Another way to achieve very similar results would be to use a lesser gain tube for the phase-splitter, like 12AT7, 12AY7 or even 12AU7, but I was anal about it and wanted to keep the same tube, bias it the same way as the original, just reduce the output.
– Other Mods
- Replaced 12AX7/ECC83 preamp tubes with Russian military 6N2P-EV tubes. These are about the same as 12AX7 with a tad less gain and slightly different heater wiring that operates only in 6.3V mode. Pin 9 is used as internal shield between triodes that should help reduce noise and it should be grounded.
- Added Depth control in the negative feedback loop (NFB). It’s possible to get this as an optional feature when buying a SLO from Soldano, so I thought – why not. It gives extra control on the bass making it easier to nail the tone that’s fat, but not boomy. In the SLOCLONE schematic it’s marked as VR9.
- Reduce fx loop “Send” level to be more pedal friendly. Some say that SLO has a relatively hot FX loop that works well with professional effects that can take line level signal without clipping, but could drive regular stompboxes into clipping. To reduce the level, I added a 1K (R50) resistor in parallel with existing 2.2K resistor on the cathode resistor of the last triode before the “Send” jack. That reduces the output level. To compensate for the lower signal level we send out of the amp, the triode in the recovery gain stage after the “Receive” jack cathode resistor is bypassed with a 1uF capacitor (C13). It boosts all frequencies above ~70Hz for 6db.
- Switchable treble bleed capacitor on the OD channel gain pot (a.k.a Warren Haynes mod) to change the high end response when gain pot is not turned all the way up. In the SLOCLONE schematic, the switch is S3 and it takes C6 in and out of the circuit.
- A single 8ohm output jack installed. No impedance switch.
- Added a switch to choose between 2ohm and 8ohm OT taps for the NFB loop. The 2ohm tap sends less signal to the NFB and it makes amp sound a bit more aggressive.
For the output transformer I got a Hammond 125C which is capable of taking up to 8W of power, so it’s more than capable of handling the output of EL91. The secondary is wired to lugs 2 and 4 which give about 22.5K primary impedance, according to the Hammond 125-series datasheet. Two EL91 in push-pull like to “see” 20K which is close enough.
With only ~5W of power, there’s much less current, so B+ line needs less capacitance to filter out AC ripple. I got JJ 100uF+100uF 500V can capacitor, so that each power supply uses one 100uF section as first filter cap. The rest of the filter caps are mounted on the main board, so there’s no need for a dedicated power supply board.

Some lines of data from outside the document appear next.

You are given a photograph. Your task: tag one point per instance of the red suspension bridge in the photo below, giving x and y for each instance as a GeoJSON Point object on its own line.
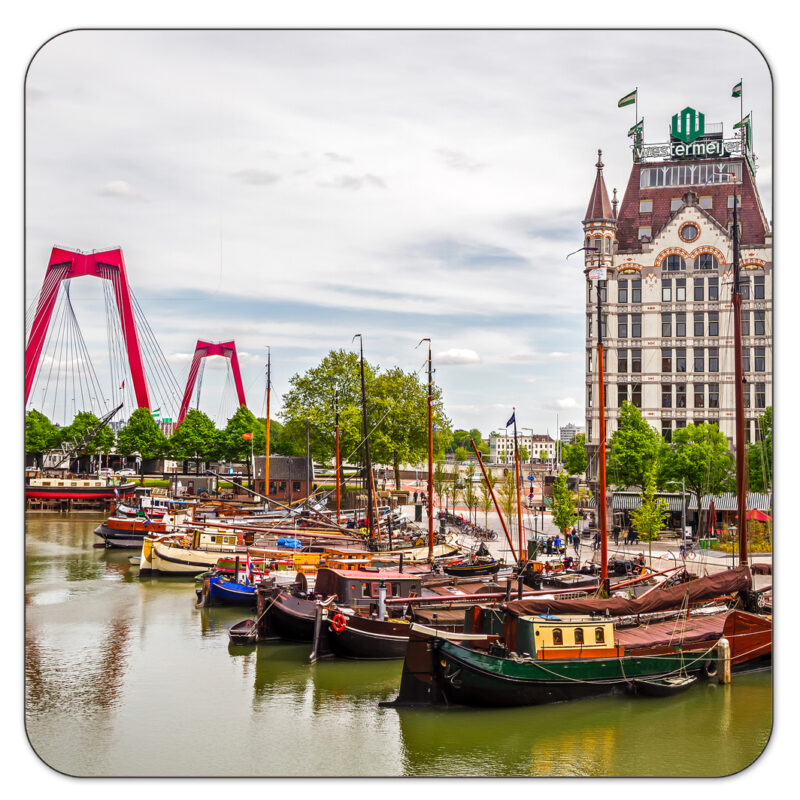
{"type": "Point", "coordinates": [58, 366]}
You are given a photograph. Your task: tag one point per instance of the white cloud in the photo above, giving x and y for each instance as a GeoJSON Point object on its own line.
{"type": "Point", "coordinates": [457, 356]}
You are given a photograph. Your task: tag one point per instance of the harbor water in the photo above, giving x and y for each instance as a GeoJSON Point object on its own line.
{"type": "Point", "coordinates": [125, 677]}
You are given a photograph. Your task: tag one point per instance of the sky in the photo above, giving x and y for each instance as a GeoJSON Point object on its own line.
{"type": "Point", "coordinates": [293, 188]}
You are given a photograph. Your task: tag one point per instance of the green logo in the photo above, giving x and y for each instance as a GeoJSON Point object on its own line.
{"type": "Point", "coordinates": [688, 125]}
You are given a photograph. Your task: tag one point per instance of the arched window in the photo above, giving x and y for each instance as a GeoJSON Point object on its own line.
{"type": "Point", "coordinates": [599, 636]}
{"type": "Point", "coordinates": [706, 261]}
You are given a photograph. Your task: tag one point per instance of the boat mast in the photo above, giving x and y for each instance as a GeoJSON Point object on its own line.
{"type": "Point", "coordinates": [266, 425]}
{"type": "Point", "coordinates": [367, 461]}
{"type": "Point", "coordinates": [736, 297]}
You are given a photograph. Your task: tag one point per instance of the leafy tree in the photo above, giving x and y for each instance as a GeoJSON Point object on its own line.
{"type": "Point", "coordinates": [651, 515]}
{"type": "Point", "coordinates": [633, 449]}
{"type": "Point", "coordinates": [759, 456]}
{"type": "Point", "coordinates": [574, 454]}
{"type": "Point", "coordinates": [700, 456]}
{"type": "Point", "coordinates": [41, 435]}
{"type": "Point", "coordinates": [143, 436]}
{"type": "Point", "coordinates": [563, 508]}
{"type": "Point", "coordinates": [195, 438]}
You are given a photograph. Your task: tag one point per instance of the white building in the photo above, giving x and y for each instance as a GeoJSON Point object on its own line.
{"type": "Point", "coordinates": [501, 448]}
{"type": "Point", "coordinates": [666, 303]}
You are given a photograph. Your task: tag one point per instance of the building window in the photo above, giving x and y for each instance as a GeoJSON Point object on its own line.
{"type": "Point", "coordinates": [674, 263]}
{"type": "Point", "coordinates": [706, 261]}
{"type": "Point", "coordinates": [699, 359]}
{"type": "Point", "coordinates": [699, 395]}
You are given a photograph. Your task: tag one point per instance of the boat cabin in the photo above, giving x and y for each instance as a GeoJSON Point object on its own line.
{"type": "Point", "coordinates": [361, 587]}
{"type": "Point", "coordinates": [565, 636]}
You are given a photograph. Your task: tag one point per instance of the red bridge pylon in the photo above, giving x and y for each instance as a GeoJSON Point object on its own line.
{"type": "Point", "coordinates": [203, 350]}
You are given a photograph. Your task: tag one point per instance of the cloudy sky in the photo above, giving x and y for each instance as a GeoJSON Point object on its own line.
{"type": "Point", "coordinates": [292, 189]}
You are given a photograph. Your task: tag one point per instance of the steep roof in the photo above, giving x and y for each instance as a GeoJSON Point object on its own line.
{"type": "Point", "coordinates": [754, 224]}
{"type": "Point", "coordinates": [599, 206]}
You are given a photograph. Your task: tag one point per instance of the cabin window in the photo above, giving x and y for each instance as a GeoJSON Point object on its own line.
{"type": "Point", "coordinates": [599, 636]}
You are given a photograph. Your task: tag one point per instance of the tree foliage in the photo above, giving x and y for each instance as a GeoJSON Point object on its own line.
{"type": "Point", "coordinates": [651, 515]}
{"type": "Point", "coordinates": [759, 456]}
{"type": "Point", "coordinates": [41, 435]}
{"type": "Point", "coordinates": [574, 455]}
{"type": "Point", "coordinates": [633, 449]}
{"type": "Point", "coordinates": [563, 509]}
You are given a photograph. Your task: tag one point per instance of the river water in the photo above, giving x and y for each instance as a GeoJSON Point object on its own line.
{"type": "Point", "coordinates": [125, 677]}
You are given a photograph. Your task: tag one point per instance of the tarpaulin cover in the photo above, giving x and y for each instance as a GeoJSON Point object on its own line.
{"type": "Point", "coordinates": [660, 599]}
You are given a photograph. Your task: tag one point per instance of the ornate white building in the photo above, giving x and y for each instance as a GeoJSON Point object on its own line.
{"type": "Point", "coordinates": [666, 302]}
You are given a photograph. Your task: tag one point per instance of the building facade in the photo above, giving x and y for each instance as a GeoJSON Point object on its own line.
{"type": "Point", "coordinates": [667, 259]}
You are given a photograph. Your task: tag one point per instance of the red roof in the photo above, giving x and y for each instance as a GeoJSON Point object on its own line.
{"type": "Point", "coordinates": [630, 219]}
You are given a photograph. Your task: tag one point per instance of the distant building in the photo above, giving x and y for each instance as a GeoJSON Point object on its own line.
{"type": "Point", "coordinates": [568, 432]}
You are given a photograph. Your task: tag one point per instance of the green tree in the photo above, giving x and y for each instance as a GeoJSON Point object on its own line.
{"type": "Point", "coordinates": [142, 435]}
{"type": "Point", "coordinates": [232, 444]}
{"type": "Point", "coordinates": [699, 455]}
{"type": "Point", "coordinates": [563, 508]}
{"type": "Point", "coordinates": [759, 456]}
{"type": "Point", "coordinates": [574, 454]}
{"type": "Point", "coordinates": [196, 438]}
{"type": "Point", "coordinates": [41, 435]}
{"type": "Point", "coordinates": [633, 449]}
{"type": "Point", "coordinates": [651, 515]}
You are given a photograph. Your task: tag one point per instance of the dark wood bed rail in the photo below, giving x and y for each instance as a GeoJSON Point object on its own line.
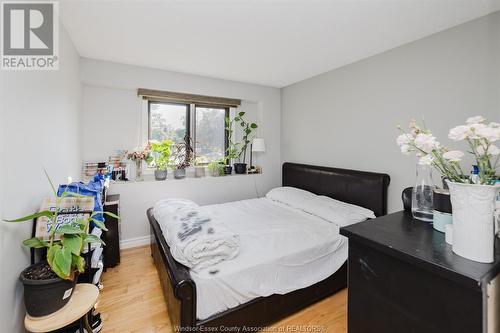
{"type": "Point", "coordinates": [179, 289]}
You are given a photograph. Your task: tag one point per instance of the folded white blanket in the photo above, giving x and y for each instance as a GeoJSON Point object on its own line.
{"type": "Point", "coordinates": [196, 240]}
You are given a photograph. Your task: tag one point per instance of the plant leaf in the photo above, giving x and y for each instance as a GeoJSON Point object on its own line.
{"type": "Point", "coordinates": [69, 229]}
{"type": "Point", "coordinates": [73, 243]}
{"type": "Point", "coordinates": [46, 213]}
{"type": "Point", "coordinates": [50, 182]}
{"type": "Point", "coordinates": [92, 239]}
{"type": "Point", "coordinates": [100, 224]}
{"type": "Point", "coordinates": [62, 260]}
{"type": "Point", "coordinates": [52, 252]}
{"type": "Point", "coordinates": [35, 243]}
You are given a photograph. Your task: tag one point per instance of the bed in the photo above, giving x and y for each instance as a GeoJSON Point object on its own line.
{"type": "Point", "coordinates": [194, 300]}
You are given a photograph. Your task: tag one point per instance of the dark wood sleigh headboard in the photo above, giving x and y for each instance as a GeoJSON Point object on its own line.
{"type": "Point", "coordinates": [365, 189]}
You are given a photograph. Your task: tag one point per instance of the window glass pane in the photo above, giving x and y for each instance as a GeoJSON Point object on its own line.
{"type": "Point", "coordinates": [167, 121]}
{"type": "Point", "coordinates": [210, 133]}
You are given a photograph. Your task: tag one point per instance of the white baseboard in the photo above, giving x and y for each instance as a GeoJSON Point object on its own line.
{"type": "Point", "coordinates": [134, 242]}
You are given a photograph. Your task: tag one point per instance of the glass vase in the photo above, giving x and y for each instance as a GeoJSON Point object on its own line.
{"type": "Point", "coordinates": [422, 193]}
{"type": "Point", "coordinates": [138, 171]}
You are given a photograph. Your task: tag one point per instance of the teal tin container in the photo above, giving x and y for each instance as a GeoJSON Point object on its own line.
{"type": "Point", "coordinates": [442, 209]}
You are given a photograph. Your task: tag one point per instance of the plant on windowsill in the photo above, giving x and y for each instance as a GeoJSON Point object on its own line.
{"type": "Point", "coordinates": [49, 284]}
{"type": "Point", "coordinates": [238, 150]}
{"type": "Point", "coordinates": [160, 157]}
{"type": "Point", "coordinates": [139, 155]}
{"type": "Point", "coordinates": [181, 157]}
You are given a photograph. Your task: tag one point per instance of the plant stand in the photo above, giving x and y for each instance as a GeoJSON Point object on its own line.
{"type": "Point", "coordinates": [78, 308]}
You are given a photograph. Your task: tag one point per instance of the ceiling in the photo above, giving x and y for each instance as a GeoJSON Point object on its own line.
{"type": "Point", "coordinates": [268, 42]}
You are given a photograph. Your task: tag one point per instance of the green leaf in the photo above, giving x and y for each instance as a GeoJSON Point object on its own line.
{"type": "Point", "coordinates": [78, 262]}
{"type": "Point", "coordinates": [52, 252]}
{"type": "Point", "coordinates": [73, 243]}
{"type": "Point", "coordinates": [92, 239]}
{"type": "Point", "coordinates": [35, 243]}
{"type": "Point", "coordinates": [50, 182]}
{"type": "Point", "coordinates": [62, 260]}
{"type": "Point", "coordinates": [45, 213]}
{"type": "Point", "coordinates": [100, 224]}
{"type": "Point", "coordinates": [69, 229]}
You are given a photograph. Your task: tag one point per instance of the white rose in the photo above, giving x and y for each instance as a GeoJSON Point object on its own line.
{"type": "Point", "coordinates": [475, 120]}
{"type": "Point", "coordinates": [459, 133]}
{"type": "Point", "coordinates": [426, 160]}
{"type": "Point", "coordinates": [492, 150]}
{"type": "Point", "coordinates": [404, 139]}
{"type": "Point", "coordinates": [426, 142]}
{"type": "Point", "coordinates": [406, 149]}
{"type": "Point", "coordinates": [475, 129]}
{"type": "Point", "coordinates": [491, 134]}
{"type": "Point", "coordinates": [453, 156]}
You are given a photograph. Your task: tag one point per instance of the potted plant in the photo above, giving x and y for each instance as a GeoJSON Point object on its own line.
{"type": "Point", "coordinates": [49, 284]}
{"type": "Point", "coordinates": [472, 197]}
{"type": "Point", "coordinates": [239, 150]}
{"type": "Point", "coordinates": [182, 155]}
{"type": "Point", "coordinates": [139, 155]}
{"type": "Point", "coordinates": [160, 157]}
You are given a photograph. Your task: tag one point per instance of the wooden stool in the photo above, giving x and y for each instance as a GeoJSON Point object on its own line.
{"type": "Point", "coordinates": [83, 300]}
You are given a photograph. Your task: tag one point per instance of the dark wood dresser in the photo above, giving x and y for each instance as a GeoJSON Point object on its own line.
{"type": "Point", "coordinates": [403, 277]}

I should note that photos show ELON and Tung electrolytic capacitors that I bought for the project but they started causing problems pretty much since day one and I finally realized that they are fake Chinese capacitors that have old capacitors pulled from who knows what old device with completely wrong specs. I took them out as soon as I found out and replaced them with F+T caps. It served as a lesson never to buy cheap electrolytic capacitors again. Since then I have switched to using brand name capacitors bought from reliable shops.